France suffered severely the Viking raids of the ninth century, too. The reign of Charles the Bald coincided with some of the worst of these raids, though he did take action by the Edict of Pistres of 864 to secure a standing army of cavalry under royal control to be called upon at all times when necessary to fend off the invaders. He also ordered the building of fortified bridges to prevent inland raids. In the 9th and 10th centuries the Vikings raided the largely defenceless Frisian and Frankish towns laying on the coast and along the rivers of the Low Countries. Although Vikings never settled in large numbers in these areas, they did set up long-term bases and were even acknowledged as lords in a few cases.
By the mid 9th century the Viking attacked on the coastal Kingdom of Asturias in northwest of Spain. During the reign of Alfonso III Vikings were stifling the already weak threads of sea communications that tied Galicia to the rest of Europe. Raiding continued for the next two centuries. In 968 Bishop Sisnando of Compostela was killed, the monastery of Curtis was sacked, and measures were ordered for the defence of the inland town of Lugo. In the Islamic south, the first navy of the Emirate was built after the humiliating Viking ascent of the Guadalquivir in 844 when they sacked Seville. Nevertheless, in 859, Danish pirates sailed through Gibraltar and raided the little Moroccan state of Nakur and Sicily.
In 1060 the Norman leader Robert Guiscard with his brother Roger d’Hauteville opened their invasion of Sicily. The Normans first stormed and captured Messina, that traditional stepping stone from the Italian mainland into Sicily. In subsequent years, aided by dissension among the Saracens and supported by elements of the indigenous Greek population, the Norman invaders fought their way across northern Sicily. They captured the Saracen capital of Palermo ten years later, in 1071. The tide of war in eastern Sicily seesawed back and forth, with major cities taken and then retaken by the contending forces.
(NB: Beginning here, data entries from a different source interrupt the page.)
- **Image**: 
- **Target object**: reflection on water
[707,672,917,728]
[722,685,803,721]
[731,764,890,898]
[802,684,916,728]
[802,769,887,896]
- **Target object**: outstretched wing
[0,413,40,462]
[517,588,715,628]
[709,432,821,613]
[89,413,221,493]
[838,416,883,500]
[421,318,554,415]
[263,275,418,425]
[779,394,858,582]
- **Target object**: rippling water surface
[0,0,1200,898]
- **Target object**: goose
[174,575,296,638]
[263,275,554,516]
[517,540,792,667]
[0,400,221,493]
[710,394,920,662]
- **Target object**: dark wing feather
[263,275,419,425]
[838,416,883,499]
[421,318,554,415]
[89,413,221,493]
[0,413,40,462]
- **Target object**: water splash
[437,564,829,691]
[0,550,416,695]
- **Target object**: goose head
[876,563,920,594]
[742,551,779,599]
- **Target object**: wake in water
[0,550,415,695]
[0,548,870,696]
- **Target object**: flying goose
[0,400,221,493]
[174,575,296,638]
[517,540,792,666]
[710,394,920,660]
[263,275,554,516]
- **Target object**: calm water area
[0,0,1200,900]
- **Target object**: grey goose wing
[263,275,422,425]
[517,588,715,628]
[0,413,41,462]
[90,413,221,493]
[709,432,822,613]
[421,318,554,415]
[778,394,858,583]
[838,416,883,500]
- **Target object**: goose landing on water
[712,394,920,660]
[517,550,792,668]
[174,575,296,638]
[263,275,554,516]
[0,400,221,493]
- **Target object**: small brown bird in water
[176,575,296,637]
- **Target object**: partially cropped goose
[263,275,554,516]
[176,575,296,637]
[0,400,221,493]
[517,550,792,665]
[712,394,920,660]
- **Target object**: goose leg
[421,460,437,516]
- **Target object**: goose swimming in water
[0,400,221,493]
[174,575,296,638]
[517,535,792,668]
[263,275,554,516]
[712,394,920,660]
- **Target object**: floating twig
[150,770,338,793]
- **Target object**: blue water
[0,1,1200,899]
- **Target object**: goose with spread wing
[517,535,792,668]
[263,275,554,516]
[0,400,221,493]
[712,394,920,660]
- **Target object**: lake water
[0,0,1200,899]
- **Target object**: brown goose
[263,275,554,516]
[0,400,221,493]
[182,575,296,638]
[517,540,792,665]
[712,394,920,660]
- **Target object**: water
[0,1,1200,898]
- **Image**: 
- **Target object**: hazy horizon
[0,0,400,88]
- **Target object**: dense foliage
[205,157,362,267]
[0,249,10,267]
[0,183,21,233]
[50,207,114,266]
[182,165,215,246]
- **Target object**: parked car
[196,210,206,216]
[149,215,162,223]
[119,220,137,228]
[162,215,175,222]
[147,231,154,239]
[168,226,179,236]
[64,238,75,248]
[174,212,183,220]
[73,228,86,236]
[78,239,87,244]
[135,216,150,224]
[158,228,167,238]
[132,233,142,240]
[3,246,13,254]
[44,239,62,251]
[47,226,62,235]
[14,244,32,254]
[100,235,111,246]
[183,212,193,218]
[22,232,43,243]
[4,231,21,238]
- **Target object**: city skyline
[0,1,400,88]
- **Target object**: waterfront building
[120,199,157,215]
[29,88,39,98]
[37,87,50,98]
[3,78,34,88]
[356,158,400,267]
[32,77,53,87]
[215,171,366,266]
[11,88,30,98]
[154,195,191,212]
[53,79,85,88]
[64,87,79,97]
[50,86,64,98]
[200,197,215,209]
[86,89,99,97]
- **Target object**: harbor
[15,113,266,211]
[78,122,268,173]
Finally, in 1090 the last Saracen stronghold fell, and the Normans were left in complete control of the entire island.
The Battle of Stamford Bridge: In England the last battle with a Viking army took place at Stamford Bridge on 25th September, 1066, when Tostig, the enbittered brother of the Saxon king, Harold II, bent on revenge, allied himself with Harold Hardrada, King of Norway, and invaded England with a formidable Norwegian fleet which landed at Riccall, near York. On hearing of the news, King Harold gathered an army and marched to meet them at Stamford Bridge in Yorkshire. Battle commenced when the Saxons attacked the Norwegian shield wall, which despite repeated attempts, they failed to penetrate. The Saxons fell back and the Norwegians, believing them to be in retreat, broke ranks and pursued them, at which the Saxons wheeled round and attacked. Harold Hardrada was killed by an arrow in his neck, his fallen banner, Land-Ravager was seized by Tostig, who assumed command of the Norwegian army. He fell in the frantic conflict shortly after, the Norwegians fought with determination and courage until dusk but victory went to the Saxons. The following day, Olav, the son of Hardrada gave himself up to the English, along with the Earl of Orkney. In a merciful gesture, Harold allowed him to return home, with all the survivors, on a promise they would never invade England again.